The researchers found an immediate increase in respiratory-related emergency visits across all age groups, with the biggest increase among ages 19 to 64, and asthma-specific visits highest among ages 5 to 64.

That means even young and healthy people could be at risk for adverse health effects when exposed to wildfire smoke, Doubleday said.

“Kids in general, older folks, folks with underlying conditions are definitely sensitive to smoke,” she said. “But really, to some degree, we all are.”

The study also found an increased risk of cardiovascular-related emergency visits for several days following exposure.

Scientists still don’t know all the long-term health effects of breathing wildfire smoke, Doubleday said, but it seems to pose some risk even for those who don’t have respiratory illnesses.

That doesn’t mean that a little smoke exposure is something to be worried about, she said. But it is worth keeping in mind that being young and healthy might not preclude someone from negative health outcomes.

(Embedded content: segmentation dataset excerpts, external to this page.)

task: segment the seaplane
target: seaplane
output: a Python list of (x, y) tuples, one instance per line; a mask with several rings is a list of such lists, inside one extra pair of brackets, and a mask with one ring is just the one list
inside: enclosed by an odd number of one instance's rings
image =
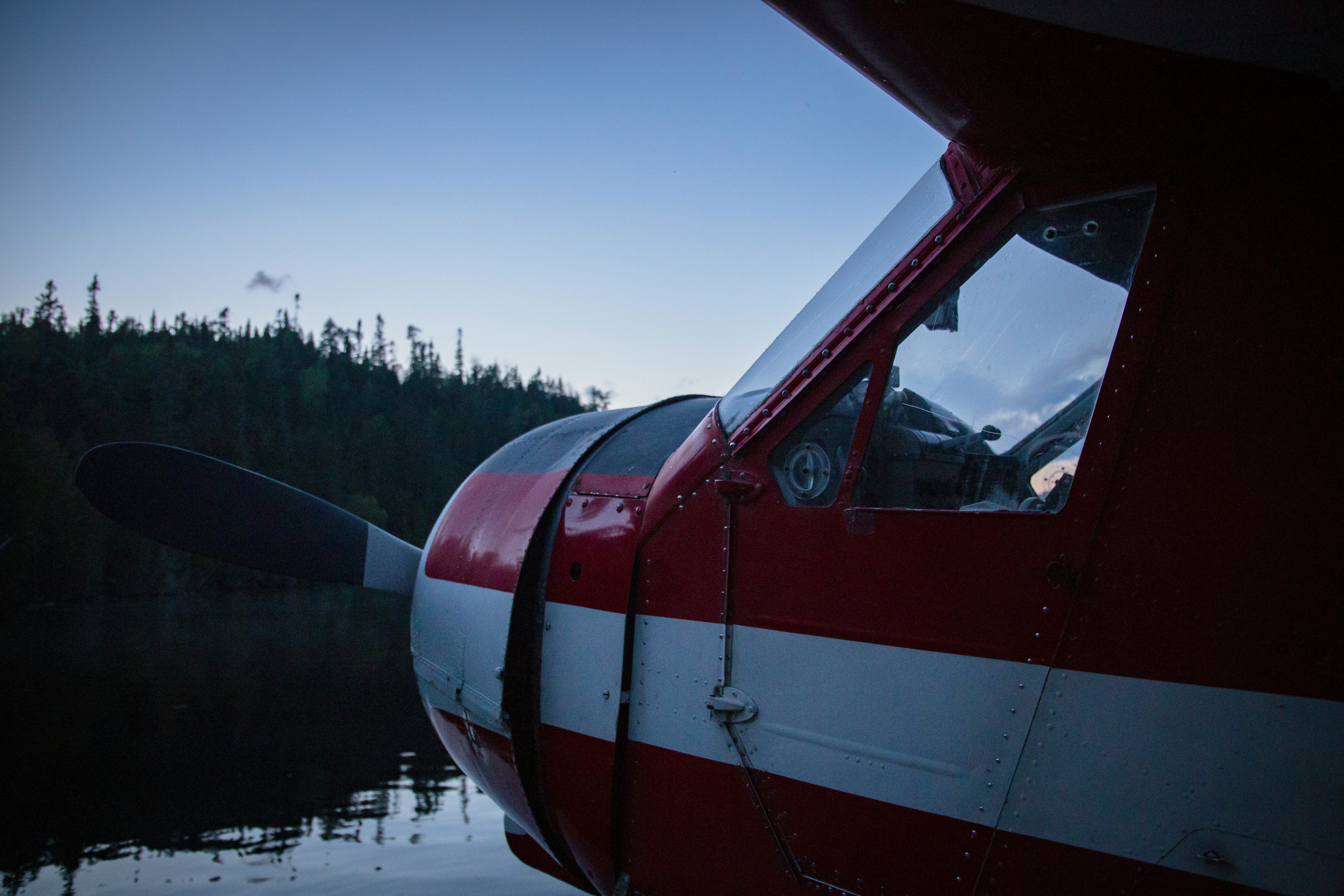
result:
[(949, 142), (726, 395), (524, 434), (423, 547), (171, 446), (79, 488), (411, 595), (589, 893), (1344, 892), (1339, 8), (771, 5)]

“I think we are going to be exposed to smoke increasingly in the coming years and decades,” she said. “It’s important to try to lower our exposure as much as we can.”

Long-term health effects, beyond a few days after smoke exposure, still need to be studied, Doubleday said.

“We really don’t yet know much about long-term impacts,” she said. “What we do know, is what we know from larger air pollution research. We know that there are long term impacts from exposure to air pollution over time.”

Learning more about the connection between smoke and health could be especially important for Western states, where wildfires often account for the majority of poor air quality, said Nancy A. Johnston, an associate professor of chemistry at Lewis-Clark State College.

Johnston has been studying air quality in the Lewiston-Clarkston Valley since 2019. Her work includes co-authorship of one paper that found a potential increased risk of cancer from exposure to wildfire smoke, and research on how the Valley’s paper mill might affect health outcomes for the surrounding community.

Now, she’s collaborating with Soyoung Jeon of New Mexico State University, Ben Barst of the University of Alaska Fairbanks and Gayan Rubasinghege of the New Mexico Institute of Mining and Technology to study the health effects of wildfire smoke.

Their work is being funded by the IDeA Network of Research Excellence (INBRE) which emphasizes supporting scientific and biomedical research in states where it is underfunded, Johnston said.

Smoke’s health effects are particularly relevant in the rural West, where a fire’s remote location can often make it difficult to fight, Johnston said.

“I’m thinking of the Frank Church wilderness, for example, in the middle of Idaho. That’s hard to get to,” she said. “Often, we let it burn. But then it can travel miles and impact people downwind.”

The crux of this project, Johnston said, will be to look at the compounds wildfire smoke exposes people to and their health risks down the line.

The researchers will work to categorize compounds found in the smoke and do biological experiments on simulated lung tissue to observe how it’s affected. The team also will look at data such as hospitalizations and other short-term health impacts when a population is exposed to wildfire smoke.

“(We would) kind of predict like, ‘OK, if wildfires increased by, say, 20%, then what’s the health risk in the next decade?’” she said.

By partnering with other researchers, Johnston said, the team will be able to dive deeper into how specific compounds affect cells on a biological level.

“I know the chemistry, but I don’t know the biology and the toxicology as much. But with this team, it brings it all together,” she said.